Jester ließ von ihm ab und wandte sich an Tainja. »Er hat in Sivaha und Assonâc ein Schloss, was meinst du, ist realistischer? Ich würde behaupten, dass es leichter war, sie in die Hauptstadt zu bringen. Und er wird davon ausgehen, dass ich mich nicht nach Assonâc traue«, überlegte Jester und Toivo seufzte. »Also nicht, dass ich ihm sowieso direkt vor seinen Augen entwischt bin.«
»Ganz ehrlich, das war auch einfach nur wahnsinnig von dir«, meinte Tainja und schüttelte ihren Kopf. »Assonâc wird es sein. Vielleicht möchte er sie auch als Druckmittel benutzen, dann ist es besser, wenn sie recht zentral ist.«
Jester hob seine Augenbraue. »Ich würde nicht behaupten, dass das in der Mitte ist. Nxion liegt zentral«, erwiderte er und knackte seine Knöchel. »Weißt du was, Tainja, ich prügle es einfach aus ihm heraus.«
»Du hast schon recht«, wisperte Toivo, »Sie ist in Assonâc. Ilar weiß, warum sie mir diese Informationen überhaupt noch geben.«
Jesters Augen sprühten Funken. »Ich bringe dich um«, knurrte er, »Und nimm ihren Namen nicht in den Mund, du bist ihrer nicht würdig.«
Hinter ihm verdrehte Tainja ihre Augen. Für einen kurzen Moment fühlte er sich mit ihr verbunden, dann war es auch wieder vorbei.

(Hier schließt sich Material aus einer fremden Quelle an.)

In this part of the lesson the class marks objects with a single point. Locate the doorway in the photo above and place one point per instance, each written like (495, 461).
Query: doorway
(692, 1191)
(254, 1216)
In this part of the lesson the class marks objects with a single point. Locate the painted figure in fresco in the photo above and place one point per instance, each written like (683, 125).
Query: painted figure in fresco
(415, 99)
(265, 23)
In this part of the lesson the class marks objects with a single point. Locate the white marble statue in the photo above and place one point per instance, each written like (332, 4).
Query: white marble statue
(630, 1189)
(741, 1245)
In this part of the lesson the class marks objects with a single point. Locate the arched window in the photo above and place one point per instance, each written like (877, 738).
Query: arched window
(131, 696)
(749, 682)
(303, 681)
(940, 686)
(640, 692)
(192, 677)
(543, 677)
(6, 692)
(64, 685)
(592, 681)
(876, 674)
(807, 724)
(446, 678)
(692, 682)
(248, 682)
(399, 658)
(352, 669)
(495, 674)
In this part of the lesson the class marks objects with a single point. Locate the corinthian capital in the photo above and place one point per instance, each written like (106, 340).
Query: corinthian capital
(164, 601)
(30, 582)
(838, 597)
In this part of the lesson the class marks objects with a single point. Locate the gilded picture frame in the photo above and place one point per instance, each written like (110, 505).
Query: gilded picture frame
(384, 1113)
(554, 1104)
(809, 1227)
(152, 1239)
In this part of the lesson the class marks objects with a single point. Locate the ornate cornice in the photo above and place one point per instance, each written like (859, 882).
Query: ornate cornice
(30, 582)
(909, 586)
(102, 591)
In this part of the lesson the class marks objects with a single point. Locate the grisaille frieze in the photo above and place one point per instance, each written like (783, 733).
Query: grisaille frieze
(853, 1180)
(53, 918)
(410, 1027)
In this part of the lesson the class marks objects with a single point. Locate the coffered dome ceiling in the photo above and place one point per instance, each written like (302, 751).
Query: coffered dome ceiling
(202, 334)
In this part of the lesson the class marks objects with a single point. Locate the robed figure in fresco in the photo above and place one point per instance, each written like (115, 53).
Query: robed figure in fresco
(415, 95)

»Packt eure Sachen, wir brechen heute noch auf. Wir dürfen keine Zeit verlieren«, sagte Jester dann.
»Und was ist dein Plan? Du kannst da nicht reinspazieren, als wäre nichts. Hast du mir nicht zugehört?«, protestierte Toivo und Jester war es diesmal, der genervt aussah.
»Doch, aber es ist mir egal. Es geht hier um Mihee. Und wenn es sein muss, brenne ich das ganze Schloss nieder, um sie zu retten. Wenn ich dabei draufgehe, dann ist es so. Hauptsache sie bekommt endlich das Leben, was sie verdient«, zischte er und Toivo zucke bei dem aggressiven Tonfall zusammen.
»Warum gibst du dein Leben für eine Múrate auf?«, wollte Toivo wissen, »Sie sind doch nichts weiter-«
»An deiner Stelle würde ich nicht weiterreden, sonst landet der Dolch doch noch in deinem Kopf, Magier«, fluchte Jester und kam ihm wieder gefährlich nah.
Ein dummer Gedanke schoss durch Toivos Kopf, doch noch bevor er ihn zu Ende denken konnte, war er auch wieder verschwunden. Doch er machte ihm mehr Angst als die Drohung von Jester. Es war ein hinterlistiger, höhnischer Gedanke und er konnte Phyn vor seinen Augen lachen sehen. Er hatte Recht, würde er immer und immer wieder sagen, bis Toivo schlussendlich zugeben musste, dass es wahr ist.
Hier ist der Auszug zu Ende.